Men are certainly under attack from all sides at the moment -- whether it's the endless list of celebrity bad boys or the sociologists who have come to fame by pointing out the statistical impotence of men at large. Apparently males these days watch porn 50 times a week, on average, play endless video games, fail out of school and are increasingly antisocial.
Those of us with testosterone and a well-meaning heart don't have much room to maneuver. For a good number of guys in my cohort (40s, white, from supposedly forward-looking backgrounds), the double bind of manhood predates the most recent attacks. Our feminist moms told us to be just like them to be loved. For our dads, the idea of macho got lost in some encounter group somewhere (except for Burt Reynolds in "Semi-Tough," when he is supposed to piss himself during a EST conference but sneaks in a catheder flask taped to his leg as back-up, which, ironically, I have a clear memory of going to see with my dad). So we just gave up on being macho.

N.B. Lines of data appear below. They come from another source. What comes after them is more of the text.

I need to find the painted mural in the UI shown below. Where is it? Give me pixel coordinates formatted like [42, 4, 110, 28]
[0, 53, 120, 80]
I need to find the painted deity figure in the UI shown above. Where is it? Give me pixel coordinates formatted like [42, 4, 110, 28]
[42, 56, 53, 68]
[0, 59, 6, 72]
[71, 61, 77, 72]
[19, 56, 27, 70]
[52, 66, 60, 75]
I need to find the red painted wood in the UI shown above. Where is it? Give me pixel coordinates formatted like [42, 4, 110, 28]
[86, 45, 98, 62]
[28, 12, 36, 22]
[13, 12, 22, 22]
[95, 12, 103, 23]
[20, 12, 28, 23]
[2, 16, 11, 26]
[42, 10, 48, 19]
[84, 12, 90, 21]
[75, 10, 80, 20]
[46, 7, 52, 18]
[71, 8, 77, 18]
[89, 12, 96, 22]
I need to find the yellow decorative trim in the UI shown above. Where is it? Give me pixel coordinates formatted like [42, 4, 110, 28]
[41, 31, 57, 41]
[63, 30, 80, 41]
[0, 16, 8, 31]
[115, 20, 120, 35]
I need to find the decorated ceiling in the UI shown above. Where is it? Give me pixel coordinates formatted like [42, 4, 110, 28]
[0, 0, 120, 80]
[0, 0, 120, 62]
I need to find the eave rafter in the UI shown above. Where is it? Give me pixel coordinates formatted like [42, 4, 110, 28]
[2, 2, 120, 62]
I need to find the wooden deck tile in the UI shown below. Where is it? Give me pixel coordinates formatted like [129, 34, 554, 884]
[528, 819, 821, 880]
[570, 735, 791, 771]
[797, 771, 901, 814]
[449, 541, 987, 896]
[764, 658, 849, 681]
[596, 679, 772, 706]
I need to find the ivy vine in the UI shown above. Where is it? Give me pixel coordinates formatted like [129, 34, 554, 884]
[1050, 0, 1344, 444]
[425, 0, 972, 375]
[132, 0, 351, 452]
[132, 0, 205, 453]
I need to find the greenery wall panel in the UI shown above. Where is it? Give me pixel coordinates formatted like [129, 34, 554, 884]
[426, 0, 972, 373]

If there is a gender war, men have just decided to gather up their marbles and go home. Virtual sex is better than real sex with a complex woman. Hanging with the boys over a beer and watching a game is better than getting your manhood wrapped around your eardrums. "Pass me the remote," is the mantra in response to getting kicked in the nuts.
I am not debating the statistics about manhood. I realize that we are, in the majority, a group of Internet-obsessed masturbators with deep-seated emotional issues. I'm proud to be a member of that group.
No, my issue is that we collectively, male and female, are obsessed with the worst of the worst when it comes to men rather than the best of the best. An 18-year-old kid gets drunk and does something stupid and disgusting, but frankly no more stupid or disgusting than I did drunk when I was 18 -- and dare I say most guys and a lot of women, too? Yet because this kid has even the hint of celebrity (he was one of 75 hopefuls on the U.S. Ski development team), it leads the national news and blows up into an international story.
"A real man doesn't lie or cheat or beat his chest, but stares down things that seem impossible -- like flying at the speed of sound or walking on the moon -- and doing them anyways," I recently wrote in a piece about astronauts, but I might as well have been referring to all men.
"The New Macho" is a guy who has an aggressive moral compass that prioritizes the things that he finds important: family, being honest, making a difference in the world. He goes all out to figure that out, yet he is also more apt to take risks "and stare down things that seem impossible."